What I love about this play: Vice laws. Prostitution. Abuse of power. Reassuring proof that political sex scandals worked exactly the same way 400 years ago: the ones caught up in them are always the loudest moral crusaders. One of the tensest, kinkiest seduction scenes in the history of drama, surpassing even Richard and Lady Anne. (Also, “groping for trouts in a peculiar river,” which is the most awesome euphemism for sex since “making the beast with two backs.”)
Continuing my usual practice of Liking the Villain Better, I must confess that I have a lot more sympathy for Angelo than Vincentio. (Oh, all right, I think Angelo is hot. I recognize that what he does to both Isabella and Mariana is appalling, but I’d have capitulated somewhere around “We are all frail” – there’s something about the repressed deputy having to confess that his blood is not, after all, very snow-broth. Also, his soliloquies always get me – the way he recognizes the trap he’s fallen into – “the temptation that doth goad us on / To sin in loving virtue” – and wants to turn away from it, and isn’t strong enough. And then, afterwards, he’s tortured by it: “This deed unshapes me quite ... Would yet he had lived. / Alack, when once our grace we have forgot, / Nothing goes right; we would, and we would not.”)
“Grace” is such a key word in this play; there are constant reminders that “in the course of justice none of us / should see salvation”; grace is the best that humans can hope for, and we’d better start by granting mercy to each other. (I think it’s really Mariana, rather than the Duke or Isabella, who personifies this principle, with her “best men are moulded out of faults” line. I wish we saw more of Mariana.) This is an imperfect philosophy, as imperfect as everything else in this play, and taken to extremes it leads to absurdity (witness Barnardine, who has been in prison for nine years and can’t be executed because he’s perpetually “unmeet for death”). But it’s all we’ve got.
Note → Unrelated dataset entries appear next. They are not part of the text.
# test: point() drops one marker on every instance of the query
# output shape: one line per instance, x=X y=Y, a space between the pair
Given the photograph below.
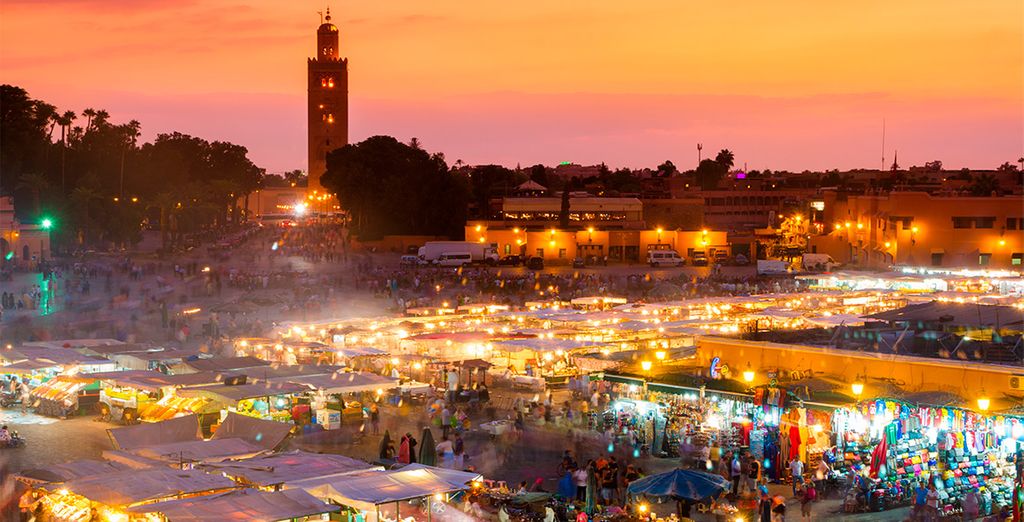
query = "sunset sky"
x=785 y=85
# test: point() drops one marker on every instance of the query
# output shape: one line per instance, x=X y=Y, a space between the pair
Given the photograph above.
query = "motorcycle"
x=14 y=442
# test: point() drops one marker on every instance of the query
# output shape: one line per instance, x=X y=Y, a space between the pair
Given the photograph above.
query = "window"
x=905 y=220
x=984 y=222
x=963 y=222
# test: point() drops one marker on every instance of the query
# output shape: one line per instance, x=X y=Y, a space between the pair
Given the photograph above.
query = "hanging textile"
x=879 y=457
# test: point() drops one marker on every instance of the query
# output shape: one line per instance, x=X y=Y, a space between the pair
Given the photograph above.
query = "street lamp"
x=983 y=403
x=857 y=389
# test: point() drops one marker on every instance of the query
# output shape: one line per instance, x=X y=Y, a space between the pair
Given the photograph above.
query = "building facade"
x=599 y=228
x=923 y=229
x=328 y=101
x=20 y=244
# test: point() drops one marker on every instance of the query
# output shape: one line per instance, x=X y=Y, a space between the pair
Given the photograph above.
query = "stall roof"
x=225 y=363
x=128 y=487
x=956 y=314
x=281 y=468
x=117 y=349
x=56 y=356
x=265 y=434
x=138 y=379
x=545 y=345
x=373 y=488
x=199 y=450
x=242 y=505
x=345 y=382
x=75 y=343
x=70 y=471
x=231 y=394
x=179 y=429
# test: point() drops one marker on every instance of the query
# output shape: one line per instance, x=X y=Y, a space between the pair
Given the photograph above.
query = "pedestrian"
x=753 y=473
x=765 y=508
x=580 y=477
x=971 y=506
x=375 y=419
x=735 y=473
x=797 y=473
x=810 y=494
x=932 y=499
And without the ability to give or accept mercy and forgiveness, we’re all Barnardines – “careless, reckless, and fearless of what’s past, present, or to come; insensible of mortality, and desperately mortal,” in the Provost’s chilling words.
Oh, and Isabella is such a fantastic character – smart, eloquent, determined to hold onto her integrity in the face of incredible pressure – but she has to learn to embrace compromise and accept human frailty the hard way. (I like to think her silence is a “no,” by the way; I recognize it’s at odds with the structure of comedy, but so is much else in this play. I think the clue comes early, in Francesca’s explanation of the convent’s peculiar rule: “Then if you speak, you must not show your face; / Or if you show your face, you must not speak.” At the end of Act 5, I believe that once Isabella has made the public accusation she came to make, she considers herself already vowed and subject to the rules of her order.)
Finally: There is a Plot Device Pirate in jail in Vienna. That always cracks me up; was Shakespeare under the impression that Vienna, like Bohemia, possessed a seacoast? (Well, OK, from the character names, he also seems to be under the impression that it’s in Italy, so why not?)
Favorite memory: A Washington University student performance a few years back – probably the single best undergraduate Shakespeare production I’ve ever seen. I think this one shaped a lot of my affection for Angelo, because he was clearly shaken to the core by the revelations of the last scene, to the point where he seemed about to collapse if he hadn’t had Mariana to prop him up, and it made me believe absolutely in their relationship.